Das Sharma had some other possible future directions for the use of CXL in systems. Let’s go through them. The first scenario is for both memory capacity and memory bandwidth to be expanded through the use of CXL:
In this first scenario, chunks of DRAM are attached to the system over CXL and augment the bandwidth and capacity of DDR DRAM that hang off the traditional memory controllers. But over time, Das Sharma says that chunks of main memory could be put on the compute package itself — Foveros chip stacking is how Intel will do it — and eventually the on-chip DDR memory controllers could be dropped and just PCI-Express controllers running CXL could connect to external DRAM. (This is, in effect, what IBM is doing with its OpenCAPI Memory Interface, although it is using a proprietary 32Gb/sec SerDes to do it instead of a PCI-Express controller.) It is very likely that the on-package memory referenced in the chart above would be HBM, and probably not very much of it to reduce package costs.
The idea of memory that plugs in like a disk or flash drive is a long time coming.
In scenario two, CXL is used to create non-volatile DIMM memory for backing up all of main memory on in the system:
This NVDIMM memory is based on a mix of persistent memory (Optane 3D XPoint memory in Intel’s world) and DDR DRAM and, in some cases, this is converted to computational storage with the addition of local compute inside of the NVDIMM.
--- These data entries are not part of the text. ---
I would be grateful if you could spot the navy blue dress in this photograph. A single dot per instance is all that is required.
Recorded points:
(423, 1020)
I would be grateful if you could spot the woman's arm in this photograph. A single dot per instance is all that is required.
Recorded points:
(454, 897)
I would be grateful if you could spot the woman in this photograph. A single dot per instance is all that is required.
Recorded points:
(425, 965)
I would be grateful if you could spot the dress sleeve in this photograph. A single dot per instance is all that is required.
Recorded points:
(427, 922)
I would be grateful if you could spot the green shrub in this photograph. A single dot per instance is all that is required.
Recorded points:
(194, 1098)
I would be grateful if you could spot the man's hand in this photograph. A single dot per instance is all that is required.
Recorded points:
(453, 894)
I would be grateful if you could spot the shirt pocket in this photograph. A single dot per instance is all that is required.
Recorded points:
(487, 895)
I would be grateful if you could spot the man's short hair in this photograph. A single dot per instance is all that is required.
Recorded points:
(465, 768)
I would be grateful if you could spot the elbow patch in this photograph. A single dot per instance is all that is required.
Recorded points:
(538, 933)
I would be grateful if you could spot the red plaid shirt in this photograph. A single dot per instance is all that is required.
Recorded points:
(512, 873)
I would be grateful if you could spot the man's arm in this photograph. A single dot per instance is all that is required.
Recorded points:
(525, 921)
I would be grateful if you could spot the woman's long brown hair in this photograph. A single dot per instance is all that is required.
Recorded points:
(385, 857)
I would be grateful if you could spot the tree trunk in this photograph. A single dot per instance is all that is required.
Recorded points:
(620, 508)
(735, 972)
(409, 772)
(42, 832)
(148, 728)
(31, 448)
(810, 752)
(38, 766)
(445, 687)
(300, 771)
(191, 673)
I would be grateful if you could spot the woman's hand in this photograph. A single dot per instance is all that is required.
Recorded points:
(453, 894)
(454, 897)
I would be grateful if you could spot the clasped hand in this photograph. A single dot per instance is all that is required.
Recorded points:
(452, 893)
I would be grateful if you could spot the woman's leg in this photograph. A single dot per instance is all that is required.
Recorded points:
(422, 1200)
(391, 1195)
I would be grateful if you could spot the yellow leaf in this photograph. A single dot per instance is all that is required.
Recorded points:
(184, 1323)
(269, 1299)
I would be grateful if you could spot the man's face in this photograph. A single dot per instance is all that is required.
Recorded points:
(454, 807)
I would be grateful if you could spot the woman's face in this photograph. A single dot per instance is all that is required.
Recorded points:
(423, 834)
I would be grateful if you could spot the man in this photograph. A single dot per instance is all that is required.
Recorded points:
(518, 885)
In scenario three that Das Sharma posited, the system will use a mix of CXL computational storage, CXL memory, and CXL NVDIMM memory, all sharing asymmetrically with the host processor’s DDR4 main memory using the CXL protocol. Like this:
And in scenario four, CXL disaggregation and composability is taken out to the rack level:
In essence, the rack becomes the server. There are some challenges that have to be dealt with, of course. But having a whole rack that is load/store addressable is very interesting indeed. It remains to be seen where the system software to control this will reside, but it looks like we need a memory hypervisor. Maybe Intel will snap up MemVerge and control this key piece of software as it develops.